Addressing the ‘Cultural Inertia’

By Caroline M. Kobek Pezzarossi

David Myers asks a valid question about reaching out to professionals who work with sound:

“How, given the cultural inertia supporting America’s existing hearing-aid-incompatible assistive listening, does one effectively persuade hearing and audio professionals to consider the human factor — the practical benefits of simplicity and no-fuss ease of use?”

To answer this question, one must first understand that many millions of Americans have some form of hearing loss. The numbers vary between 10 million to 20 million Americans (see Mitchell, 2005 for an in-depth review of the statistics). The figure demonstrates that a significant percentage of Americans experience some form of hearing loss. One might infer that there would be ease of access to hearing, listening, and sound. Why, then, is accessibility to sound so variable and unreliable? Does the burden lie with hearing and audio professionals? They are the experts, after all.

The answer is not as simple as it may appear: We are all equally responsible for ensuring access for everyone. The person with the hearing loss is as responsible for self-advocacy and asking for access as the hearing/audio professional is for developing the latest technology and making it available to the consumer.

The question is, why aren’t more people who have a hearing loss taking such responsibility?

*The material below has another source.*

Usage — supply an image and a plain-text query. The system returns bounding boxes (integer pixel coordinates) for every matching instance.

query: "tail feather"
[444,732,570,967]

Inaccessibility to the environment is a painful issue with which many people with disabilities wrestle. A person’s environment has a significant influence in the experience of having a disability, and unfortunately members of marginalized or stigmatized groups almost always face the threat of discrimination (Crocker, Major, & Steele, 1998). Results from a survey conducted by the Disability Rights Commission (2004) in Scotland show that taunts, bullying, and negative attitudes are prevalent in the life of a person with a disability. Does this influence the fact that it takes the average person approximately seven years to seek help with a hearing impairment (Hearing Loss Association of America, 2011)?

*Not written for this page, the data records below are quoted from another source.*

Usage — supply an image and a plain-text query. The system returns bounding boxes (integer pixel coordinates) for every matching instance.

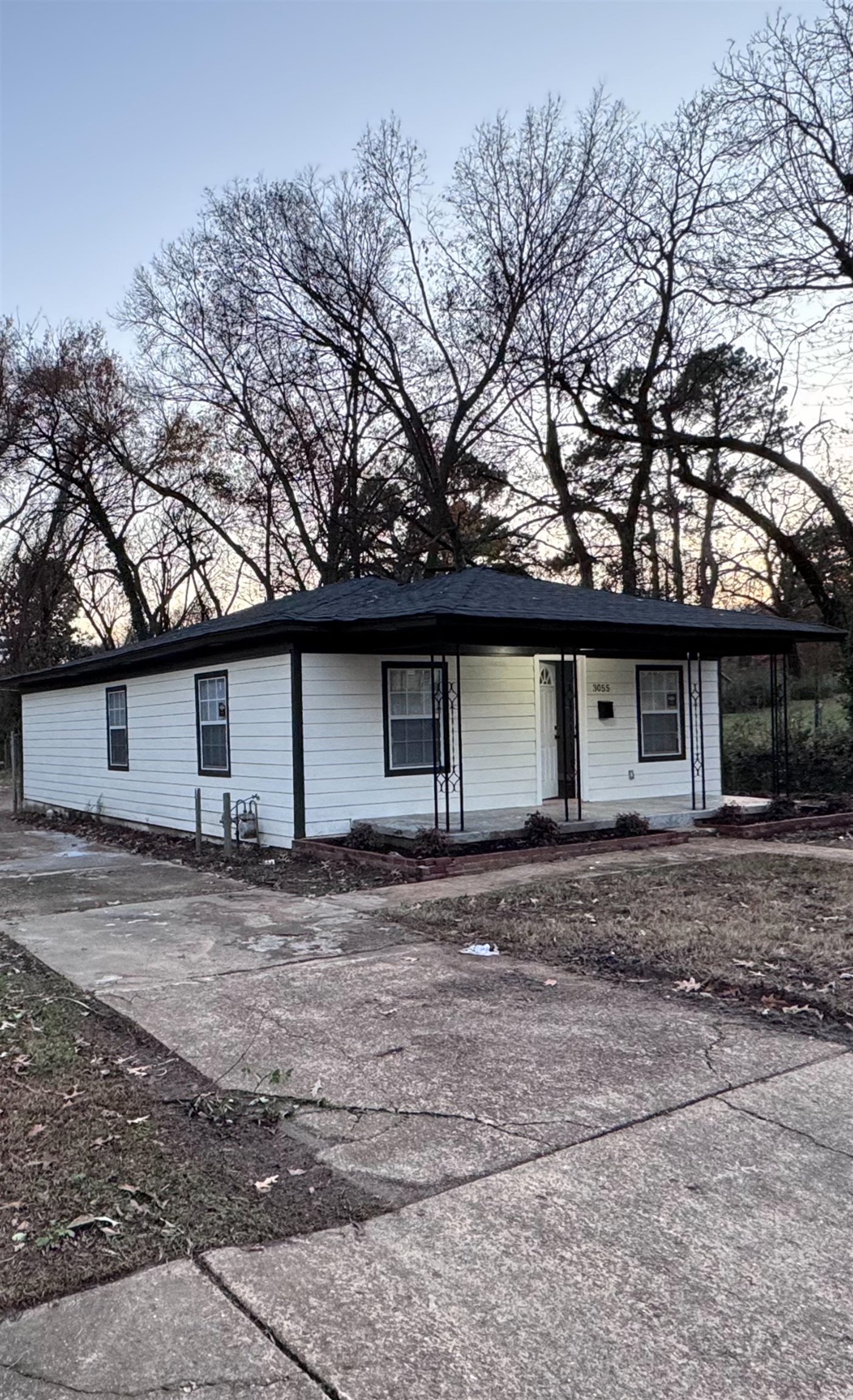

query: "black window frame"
[104,686,130,773]
[382,658,450,778]
[193,671,231,778]
[634,667,688,763]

Kramer, Kapteyn, and Festen (1997) found that people with hearing loss will avoid situations in which they “experience feelings of annoyance and frustration.” It stands to reason that if the environment has consistently proven to be inaccessible or a hindrance, avoidance will occur. It is a never-ending cycle of inaccessibility and a lack of request for accessibility, because humans are constantly revising the future based on current events, imagining potential scenarios, planning the course of action, and making decisions based on an understanding of the facts (Bruininks & Malle, 2006).

If people know or anticipate potential discrimination, then why not do something about it? Research shows that visualizing a problem, creating possible scenarios and approaches, and deciding on an action does occur (Bandura, 1982; Carver & Scheier, 1990, 1998). However, research also shows it isn’t as simple as visualization (Oettingen, 1996; Taylor et al., 1998).

Aspinwall (2006) noted in her literature review of future-planning strategies that the ability to generate tangible strategies causes a favorable outcome in the future and that the ability to avoid an aversive event depends on how much a person can control the outcome; further, Mallet and Swim (2005) found in the study of body size and discrimination that anticipating even potential severe discrimination propelled people to engage in proactive strategies to shore up psychic defenses.

The solution to engendering the ability to access resources appears to be in arming the consumer with the confidence to seek them, not in powers of persuasion.
Aspinwall, L.G. (2005). The psychology of future-oriented thinking: From achievement to proactive coping, adaptation, and aging. Motivation and Emotion, 29(4), 203-235.